Diese „Cavalleria Rusticana“, deren Spannung keine Sekunde nachließ, war eine Leistung aus einem Guß, auch dank Fabio Luisi, der den „Verismo“ zwar gewaltig aufpeitschte, aber doch die Ruhe für die verhaltenen und die ausschwingende Schönheit für die lyrischen Passagen der Musik hatte. Wenn allerdings Santuzza und Turridu ihre Nervenschlacht austrugen – dann herrschte Explosionsgefahr…
Nach der Pause war weitgehend dasselbe Team am Werk, aber „Pagliacci“ fiel nicht annähernd so überzeugend aus. Szenisch nicht mehr in der geschlossenen Welt der sizilianischen Dorfgemeinschaft spielend, sondern irgendwo in die vierziger, fünfziger Jahre versetzt, wurde sehr viel auf Aufwand und äußeren Witz gesetzt – anfangen von dem pfauchenden Lastwagen, mit dem die Komödianten einziehen, das Pferd, auf dem Nedda sitzt, bis zu den drei Artisten, die zur Truppe gehören und dann in der Vorstellung die klassischen Torten-Witze (sprich: Schlagobers ins Gesicht) abziehen dürfen.

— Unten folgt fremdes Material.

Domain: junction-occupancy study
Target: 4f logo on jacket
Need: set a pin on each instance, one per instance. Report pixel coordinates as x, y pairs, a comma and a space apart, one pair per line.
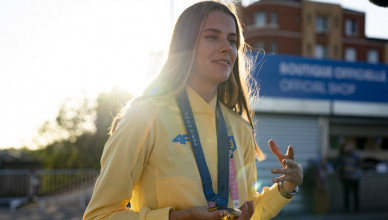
183, 138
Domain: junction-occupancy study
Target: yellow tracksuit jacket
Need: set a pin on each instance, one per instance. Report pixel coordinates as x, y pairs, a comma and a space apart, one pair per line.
149, 162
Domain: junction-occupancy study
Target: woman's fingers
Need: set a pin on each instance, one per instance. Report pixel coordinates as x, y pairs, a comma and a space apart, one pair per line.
275, 150
247, 210
290, 153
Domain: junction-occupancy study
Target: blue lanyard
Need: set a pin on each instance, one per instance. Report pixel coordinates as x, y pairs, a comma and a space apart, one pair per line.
220, 199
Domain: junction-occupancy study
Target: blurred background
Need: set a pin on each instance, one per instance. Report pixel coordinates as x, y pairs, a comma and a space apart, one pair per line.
67, 67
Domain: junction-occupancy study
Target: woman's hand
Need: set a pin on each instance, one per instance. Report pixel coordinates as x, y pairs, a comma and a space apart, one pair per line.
292, 171
198, 212
201, 212
247, 210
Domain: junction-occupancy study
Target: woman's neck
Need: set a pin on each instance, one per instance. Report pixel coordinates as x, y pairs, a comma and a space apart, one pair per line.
207, 92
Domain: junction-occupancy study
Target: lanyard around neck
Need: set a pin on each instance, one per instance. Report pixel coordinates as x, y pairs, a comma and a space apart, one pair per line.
221, 198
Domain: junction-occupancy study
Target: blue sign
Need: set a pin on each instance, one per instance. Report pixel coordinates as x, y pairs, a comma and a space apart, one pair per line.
296, 77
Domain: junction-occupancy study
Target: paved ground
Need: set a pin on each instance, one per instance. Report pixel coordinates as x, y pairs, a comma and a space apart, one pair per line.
72, 211
32, 212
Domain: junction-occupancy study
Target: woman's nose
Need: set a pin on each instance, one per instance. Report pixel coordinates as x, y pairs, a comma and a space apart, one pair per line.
226, 46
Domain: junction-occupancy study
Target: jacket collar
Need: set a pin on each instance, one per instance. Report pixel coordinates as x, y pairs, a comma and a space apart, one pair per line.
198, 104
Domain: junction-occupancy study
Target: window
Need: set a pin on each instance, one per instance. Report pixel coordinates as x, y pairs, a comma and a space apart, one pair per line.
350, 54
373, 56
320, 51
259, 44
321, 24
274, 18
350, 27
274, 46
260, 18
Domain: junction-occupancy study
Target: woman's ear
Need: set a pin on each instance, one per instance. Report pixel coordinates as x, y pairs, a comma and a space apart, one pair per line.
233, 89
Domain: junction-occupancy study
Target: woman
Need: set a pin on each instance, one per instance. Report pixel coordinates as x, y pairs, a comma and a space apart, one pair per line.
166, 167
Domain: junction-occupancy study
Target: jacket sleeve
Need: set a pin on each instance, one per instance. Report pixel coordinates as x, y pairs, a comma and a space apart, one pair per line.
269, 201
124, 156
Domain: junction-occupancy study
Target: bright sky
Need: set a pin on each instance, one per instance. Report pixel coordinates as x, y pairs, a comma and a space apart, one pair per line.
51, 50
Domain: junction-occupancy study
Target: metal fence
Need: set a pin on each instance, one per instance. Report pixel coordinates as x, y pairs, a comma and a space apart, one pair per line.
19, 186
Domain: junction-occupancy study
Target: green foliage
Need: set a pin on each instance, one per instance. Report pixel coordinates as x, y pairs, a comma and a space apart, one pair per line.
78, 135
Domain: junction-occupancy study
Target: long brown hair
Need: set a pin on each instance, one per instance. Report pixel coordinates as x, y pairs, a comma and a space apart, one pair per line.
234, 93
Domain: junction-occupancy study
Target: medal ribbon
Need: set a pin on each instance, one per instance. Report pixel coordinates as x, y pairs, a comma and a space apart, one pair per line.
224, 160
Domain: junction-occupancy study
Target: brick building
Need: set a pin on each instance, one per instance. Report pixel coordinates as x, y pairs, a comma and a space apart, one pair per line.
333, 88
311, 29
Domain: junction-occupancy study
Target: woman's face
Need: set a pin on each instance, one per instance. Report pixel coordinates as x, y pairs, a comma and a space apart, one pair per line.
216, 50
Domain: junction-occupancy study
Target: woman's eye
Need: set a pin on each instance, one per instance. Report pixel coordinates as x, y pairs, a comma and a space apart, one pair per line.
233, 42
211, 37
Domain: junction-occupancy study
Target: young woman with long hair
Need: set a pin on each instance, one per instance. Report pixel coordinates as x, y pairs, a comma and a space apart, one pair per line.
186, 148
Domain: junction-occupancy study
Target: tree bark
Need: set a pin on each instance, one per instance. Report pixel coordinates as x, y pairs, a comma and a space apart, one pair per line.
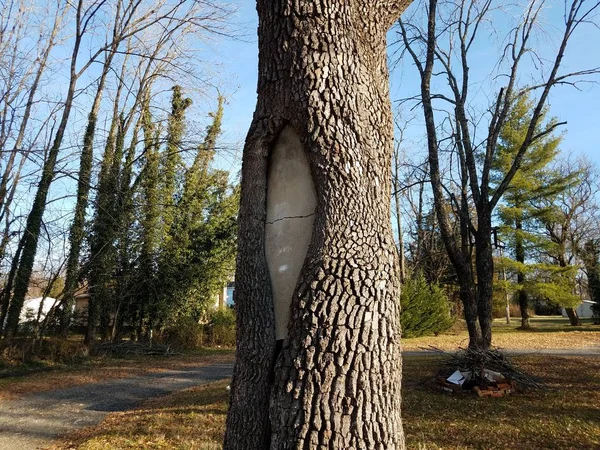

Sicher der Schwachpunkt dieses Teils des Abends war Patricia Racette, eine viel zu dramatische, sprich messerscharfe Stimme für die Nedda: Wenn „Stridono lassù“ so gnadenlos hart klingt, weiß man gar nicht mehr, warum diese Arie so schön ist… Auch ihr Spiel war holzhammermäßig überzogen, während ihr Liebhaber Silvio von Lucas Meachem zwar einen halbwegs passablen, hell gefärbten Bariton, aber brüllendes darstellerisches Untalent bekam.
George Gagnidze, beim Tonio vom gewaltigen Alfio des ersten Teils bereits erschöpft, sollte schon im Prolog Witzchen mit Mikrophon und Kabeln machen, die nicht sonderlich überzeugend ausfielen. Den Beppo sang Andrew Stenson (der Name so amerikanisch, das Aussehen so asiatisch) mit bravem Spieltenor.
Wie jüngst Jonas Kaufmann in Salzburg (und davor gerne José Cura, auch in Wien) hat Marcelo Álvarez beide großen Tenorrollen an einem Abend gesungen, den Canio mit fast keinen stimmlichen Abstrichen, aber darstellerisch – meist im trunkenen Torkelgang, nicht wirklich zu tragischer Größe auffahrend – eine Spur weniger überzeugend.
Man wird nicht behaupten, dass es ein schwacher „Bajazzo“ war, zumal Fabio Luisi hier die im Vergleich zu Mascagni ganz andere Klangwelt Leoncavallos überzeugend beschwor: Aber so hingerissen man nach dem ersten Teil gewesen war, so ungerührt machte man sich nach dem zweiten auf den Weg nach Hause.